Claiming no responsibility for the current incident, Hotz instead established his formal position on the PSN attack, insinuating that the hackers responsible make the modding community at large look bad. Hotz also took Sony's executives to task, stating that the engineers within the company were not at fault. Instead, Hotz implied that Sony's higher-ups provoked the hacking/modding community with arrogant attitudes and poor technical practices.

"Now until more information is revealed on the technicals, I can only speculate, but I bet Sony's arrogance and misunderstanding of ownership put them in this position. Sony execs probably haughtily chuckled at the idea of threat modeling.

Sony needs to accept that they no longer own and control the PS3 when they sell it to you.

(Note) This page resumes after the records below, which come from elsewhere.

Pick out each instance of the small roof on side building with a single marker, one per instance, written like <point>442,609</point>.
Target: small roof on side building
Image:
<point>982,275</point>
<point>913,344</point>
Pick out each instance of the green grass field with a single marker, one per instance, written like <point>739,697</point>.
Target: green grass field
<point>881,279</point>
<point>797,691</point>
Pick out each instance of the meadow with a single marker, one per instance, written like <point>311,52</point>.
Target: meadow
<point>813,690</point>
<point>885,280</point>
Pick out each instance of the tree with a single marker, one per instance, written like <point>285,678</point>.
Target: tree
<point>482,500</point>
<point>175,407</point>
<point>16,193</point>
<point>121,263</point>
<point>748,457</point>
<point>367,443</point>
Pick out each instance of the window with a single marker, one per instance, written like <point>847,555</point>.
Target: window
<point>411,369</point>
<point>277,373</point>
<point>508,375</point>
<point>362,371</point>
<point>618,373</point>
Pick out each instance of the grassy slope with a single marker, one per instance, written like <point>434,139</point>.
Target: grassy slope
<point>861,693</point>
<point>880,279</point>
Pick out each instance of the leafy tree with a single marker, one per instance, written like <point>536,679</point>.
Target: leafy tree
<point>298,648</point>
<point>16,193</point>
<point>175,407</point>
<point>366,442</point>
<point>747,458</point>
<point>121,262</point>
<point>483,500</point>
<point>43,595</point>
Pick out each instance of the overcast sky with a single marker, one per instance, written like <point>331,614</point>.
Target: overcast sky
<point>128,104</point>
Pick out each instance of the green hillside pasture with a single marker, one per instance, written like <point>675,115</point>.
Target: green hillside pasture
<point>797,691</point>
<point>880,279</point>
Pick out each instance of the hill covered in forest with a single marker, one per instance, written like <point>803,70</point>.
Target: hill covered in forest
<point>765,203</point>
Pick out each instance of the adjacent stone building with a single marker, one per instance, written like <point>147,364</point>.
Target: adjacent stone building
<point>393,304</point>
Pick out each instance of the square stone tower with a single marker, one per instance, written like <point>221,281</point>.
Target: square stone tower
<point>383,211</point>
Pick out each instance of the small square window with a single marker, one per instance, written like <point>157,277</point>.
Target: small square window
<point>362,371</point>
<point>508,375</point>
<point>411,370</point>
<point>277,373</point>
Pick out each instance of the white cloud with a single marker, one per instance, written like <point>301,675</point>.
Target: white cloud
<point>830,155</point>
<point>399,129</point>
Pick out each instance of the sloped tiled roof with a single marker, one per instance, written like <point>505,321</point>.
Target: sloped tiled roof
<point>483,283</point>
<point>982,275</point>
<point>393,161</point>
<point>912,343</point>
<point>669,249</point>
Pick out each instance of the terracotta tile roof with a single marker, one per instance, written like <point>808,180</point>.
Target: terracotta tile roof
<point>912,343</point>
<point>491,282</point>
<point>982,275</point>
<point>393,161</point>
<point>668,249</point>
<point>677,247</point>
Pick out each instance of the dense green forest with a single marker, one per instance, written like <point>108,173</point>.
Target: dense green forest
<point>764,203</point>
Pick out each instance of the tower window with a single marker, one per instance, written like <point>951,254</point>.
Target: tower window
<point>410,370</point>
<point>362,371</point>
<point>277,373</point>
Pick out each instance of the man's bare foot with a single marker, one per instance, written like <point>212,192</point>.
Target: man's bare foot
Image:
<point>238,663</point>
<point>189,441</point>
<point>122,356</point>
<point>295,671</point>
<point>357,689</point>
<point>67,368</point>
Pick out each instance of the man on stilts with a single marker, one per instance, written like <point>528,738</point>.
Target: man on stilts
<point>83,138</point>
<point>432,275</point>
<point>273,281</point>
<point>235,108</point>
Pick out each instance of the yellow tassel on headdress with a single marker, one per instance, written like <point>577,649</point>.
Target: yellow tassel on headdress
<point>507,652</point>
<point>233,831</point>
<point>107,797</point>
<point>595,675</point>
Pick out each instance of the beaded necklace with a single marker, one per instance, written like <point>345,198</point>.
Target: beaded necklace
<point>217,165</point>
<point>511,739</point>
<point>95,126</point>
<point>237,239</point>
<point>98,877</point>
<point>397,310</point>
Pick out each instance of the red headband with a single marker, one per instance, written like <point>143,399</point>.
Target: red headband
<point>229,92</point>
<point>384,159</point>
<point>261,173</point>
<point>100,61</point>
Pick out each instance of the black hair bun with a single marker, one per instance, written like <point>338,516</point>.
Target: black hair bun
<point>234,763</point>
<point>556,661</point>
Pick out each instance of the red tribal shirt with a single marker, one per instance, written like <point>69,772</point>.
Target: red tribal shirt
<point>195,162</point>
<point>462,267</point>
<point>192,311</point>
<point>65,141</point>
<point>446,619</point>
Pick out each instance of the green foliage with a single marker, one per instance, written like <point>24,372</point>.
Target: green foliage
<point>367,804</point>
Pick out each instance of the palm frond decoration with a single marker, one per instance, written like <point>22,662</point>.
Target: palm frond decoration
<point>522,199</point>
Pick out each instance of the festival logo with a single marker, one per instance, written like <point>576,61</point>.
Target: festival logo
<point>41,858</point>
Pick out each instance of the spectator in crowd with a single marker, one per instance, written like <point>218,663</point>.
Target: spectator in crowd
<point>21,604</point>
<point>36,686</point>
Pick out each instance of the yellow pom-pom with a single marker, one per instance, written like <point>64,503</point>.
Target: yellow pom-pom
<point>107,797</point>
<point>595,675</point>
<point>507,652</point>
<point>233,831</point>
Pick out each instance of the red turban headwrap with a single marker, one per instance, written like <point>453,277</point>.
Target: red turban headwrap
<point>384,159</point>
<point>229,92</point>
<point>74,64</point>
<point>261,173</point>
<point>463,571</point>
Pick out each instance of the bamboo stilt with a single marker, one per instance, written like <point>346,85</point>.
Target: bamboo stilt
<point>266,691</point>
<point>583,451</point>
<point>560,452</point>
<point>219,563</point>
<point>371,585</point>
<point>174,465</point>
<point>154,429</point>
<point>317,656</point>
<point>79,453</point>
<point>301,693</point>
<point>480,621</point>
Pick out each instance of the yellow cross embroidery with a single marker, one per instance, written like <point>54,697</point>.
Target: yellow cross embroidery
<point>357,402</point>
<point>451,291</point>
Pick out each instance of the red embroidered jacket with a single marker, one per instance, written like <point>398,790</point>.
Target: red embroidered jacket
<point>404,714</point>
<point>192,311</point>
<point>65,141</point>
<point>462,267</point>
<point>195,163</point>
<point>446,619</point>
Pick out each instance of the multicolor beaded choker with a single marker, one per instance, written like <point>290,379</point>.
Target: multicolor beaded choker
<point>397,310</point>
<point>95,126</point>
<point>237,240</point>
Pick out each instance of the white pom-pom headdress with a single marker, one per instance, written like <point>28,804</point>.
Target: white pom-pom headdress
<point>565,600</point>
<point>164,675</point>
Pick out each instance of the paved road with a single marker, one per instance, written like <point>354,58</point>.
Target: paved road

Notice it's only PSN that gave away all your personal data, not Xbox Live when the 360 was hacked, not iTunes when the iPhone was jailbroken, and not GMail when Android was rooted. Because other companies aren't crazy."

Hotz concluded with a brief explanation of what he personally believes it means to be a hacker, the ethics involved in the practice, and issued a warning to the responsible party: "Don't be a [expletive] and sell people's information."